A une époque où les liens sociaux se forgent par écrans interposés, on a raison de se questionner sur les bons fondements de nos amitiés. Certaines sont faites pour durer, d'autres se délitent aussi rapidement qu'elles sont venues, sûrement motivées par la surconsommation qui s'immisce désormais jusque dans nos relations. "Les vrai·es ami·es se comptent sur les doigts de la main", assure l'adage. Et c'est parfois le cas. Mais ça ne veut pas dire que ceux et celles qui ont loupé leur place sur nos phalanges n'en méritent pas dans notre vie pour autant.
Ces amitiés dites "superficielles", ces connaissances qu'on baptise volontiers "copains" ou "copines" - comme pour marquer la différence avec les "solides" - sont plus nécessaires à notre bien-être que les pros du minimalisme relationnel voudraient l'admettre. Non, réduire nos cercles au strict minimum ne nous rendra pas toujours plus heureux·ses. Surtout si la seule motivation est de ne s'entourer que de personnes qui laisseraient tout tomber pour nous en un claquement de seconde. Aux grandes amitiés, de grandes responsabilités. Sauf que la légèreté et l'absence d'engagement aussi peut avoir du bon. Explications.
"Les amitiés superficielles peuvent offrir toutes sortes d'avantages", affirme Karen Kwong, psychologue, à Refinery29. "Vous pouvez faire différentes choses ensemble et obtenir de nouvelles perspectives parce que vous n'avez pas d''habitude' avec cette personne. Vous devenez ainsi plus libre et facile à vivre, vous pouvez oublier vos problèmes pour une nuit et l'autre n'aura pas d'idée préconçue de qui vous êtes ni de ce que vous pensez."
Loin de nous l'idée de se bâtir une fausse personnalité pour passer du temps avec nos potes de second plan, il s'agit plutôt d'un contexte où l'on peut s'échapper un peu du quotidien en évoquant des sujets différents et en se changeant les idées en cas de coup dur. Pas d'introspection autour d'un café, pas de leçon de morale (essentielle mais quelques fois pesante) sur notre mode de vie de la part de notre meilleure amie. Et puis au contraire, on peut aussi saisir cette distance avec l'autre pour se livrer sur des détails, des situations qui nous tracassent et que l'on n'ose pas forcément aborder avec nos proches. Un avis neuf, un oeil extérieur ne fait jamais de mal, et peut d'ailleurs nous faire ouvrir les yeux sur un sujet précis sans avoir l'impression d'être passée sur le divan.

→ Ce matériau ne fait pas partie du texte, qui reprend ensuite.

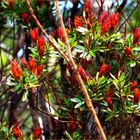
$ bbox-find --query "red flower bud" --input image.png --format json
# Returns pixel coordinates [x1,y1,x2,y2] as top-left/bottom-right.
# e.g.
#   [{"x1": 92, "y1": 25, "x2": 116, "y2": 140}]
[
  {"x1": 30, "y1": 28, "x2": 38, "y2": 43},
  {"x1": 99, "y1": 64, "x2": 108, "y2": 76},
  {"x1": 57, "y1": 27, "x2": 65, "y2": 41},
  {"x1": 10, "y1": 60, "x2": 22, "y2": 79},
  {"x1": 69, "y1": 119, "x2": 76, "y2": 132},
  {"x1": 99, "y1": 12, "x2": 119, "y2": 34},
  {"x1": 74, "y1": 16, "x2": 83, "y2": 28},
  {"x1": 78, "y1": 66, "x2": 88, "y2": 82},
  {"x1": 125, "y1": 46, "x2": 133, "y2": 57},
  {"x1": 110, "y1": 13, "x2": 119, "y2": 31},
  {"x1": 33, "y1": 128, "x2": 42, "y2": 139},
  {"x1": 9, "y1": 0, "x2": 14, "y2": 9},
  {"x1": 133, "y1": 27, "x2": 140, "y2": 45},
  {"x1": 37, "y1": 37, "x2": 45, "y2": 57},
  {"x1": 20, "y1": 58, "x2": 28, "y2": 68},
  {"x1": 106, "y1": 96, "x2": 113, "y2": 110},
  {"x1": 21, "y1": 13, "x2": 29, "y2": 25},
  {"x1": 134, "y1": 88, "x2": 140, "y2": 104},
  {"x1": 130, "y1": 81, "x2": 138, "y2": 91},
  {"x1": 85, "y1": 0, "x2": 90, "y2": 13},
  {"x1": 12, "y1": 125, "x2": 22, "y2": 138},
  {"x1": 29, "y1": 58, "x2": 36, "y2": 73},
  {"x1": 37, "y1": 64, "x2": 43, "y2": 75},
  {"x1": 36, "y1": 0, "x2": 43, "y2": 8}
]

Certes, les amitiés ne devraient pas se vivre comme un impératif. Seulement on ne peut pas vraiment nier qu'annuler un rendez-vous avec notre pote d'enfance le jour-même aura plus de répercussions que décommander une copine de fac qu'on revoit de temps en temps. Oui, être là pour les autres est important, et se tenir à ses obligations aussi. De plus, comme explique l'experte, "la beauté de ces amitiés intenses peut aussi être de savoir que vous avez quelqu'un qui sera avec vous dans les hauts et les bas de la vie." Mais elles demandent aussi beaucoup d'attention que l'on n'est pas toujours en mesure d'offrir. Une attention qui finit parfois par prendre des airs de pression involontaire - et bien réelle.
Alors bien sûr, les amitiés superficielles ont leurs défauts : si on ressent nous-même un engagement moindre à leur égard, c'est qu'elles nous le rendent bien. On ne peut pas compter sur elles à 100 %. L'astuce reste de savoir à quoi s'en tenir et de ne pas trop attendre d'une relation qui finalement, n'ira pas plus loin que quelques ragots autour d'une pinte une fois tous les deux mois et trois DMs sur Instagram dans l'intervalle - ce qui nous va parfaitement.
"Mieux vaut savoir à qui vous avez affaire. Si vous invitez quelqu'un à un événement auquel il est essentiel que cette personne arrive à l'heure, ou qu'elle vienne tout court, alors peut-être que convier une connaissance n'est pas la meilleure idée. Cependant, s'il s'agit d'un verre décontracté à plusieurs, invitez celui ou celle qui est toujours prêt·e à rire et ajoute une dynamique différente à l'événement."
Et puis, à force de les côtoyer, on finit par réaliser à quel point nos relations plus intimes sont précieuses. Et qu'on laisserait, nous aussi, tout tomber pour elles en un claquement de seconde.